C’est ensuite le Dr Joëlle Laugier qui a pris la parole. Responsable d'UF alcoologie à l’hôpital Delafontaine (Saint-Denis), elle considère que l’acte de démissionner est « un acte grave, majeur, profondément signifiant, car en totale rupture avec ce que nous tentons chaque jour de maintenir dans nos hôpitaux, à savoir continuer à prendre soin des patients et des équipes ».
 
Et d’alerter sur la dégradation de l’accueil et de la prise en charge des patients. Une « dégradation vertigineuse, sans précédent et qui fait prendre des risques aux malades comme aux soignants ». Sans oublier le « lot d’erreurs médicales que pourrait engendrer le manque de moyens que subissent les hôpitaux ».

Mépris de la réalité

Selon elle, la réponse apportée par le gouvernement est « si peu à la hauteur des enjeux.
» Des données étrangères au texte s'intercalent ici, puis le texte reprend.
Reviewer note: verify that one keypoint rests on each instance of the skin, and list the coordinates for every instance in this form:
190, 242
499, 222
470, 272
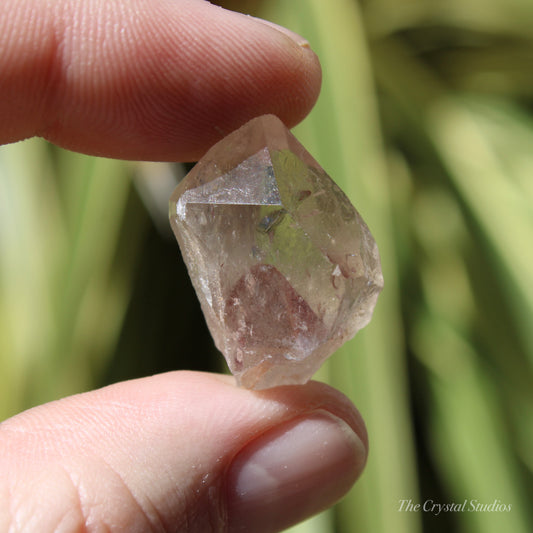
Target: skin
163, 80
Elle est vécue comme une humiliation de plus, un mépris de la réalité, une surdité des pouvoirs publics ressentie par les collègues comme une violence supplémentaire. »
 
Et de demander au gouvernement de répondre en urgence aux revendications des personnels soignants qui s’expriment depuis de nombreux mois. La première des réponses serait la suivante : « Apporter pour qu’ils restent en poste, un correctif budgétaire de 1,5 milliard d’euros dès 2020 afin de renoncer à faire faire des économies aux hôpitaux. Et pour permettre l’augmentation immédiate de l’ensemble des salaires des personnels non médicaux à hauteur de 300 euros net par mois. »  
 
Quant à Xavier Mariette, il a tenu à rappeler que« les démissionnaires ne veulent rien pour eux ». S’ils démissionnent, c’est pour « sauver notre bien commun qui est l’hôpital public ». Et d’implorer Agnès Buzyn de « relever enfin la tête et de résister aux injonctions de Bercy ».
 
Et de conclure : « Soit on essaye de sauver l’hôpital public avec la vision qu’avait Robert Debré en 1958 et qui avait permis à la médecine française d’être classée au premier rang mondial par l’OMS au début des années 2000. Soit on revient vers l’hôpital hospice du XIXe siècle qui prend en charge les pauvres et les démunis, les autres ayant recours à la médecine privée. »
 
Si le gouvernement ne prend pas rapidement des mesures d’urgence dignes de ce nom, cela signifiera qu’il aura volontairement choisi la deuxième option.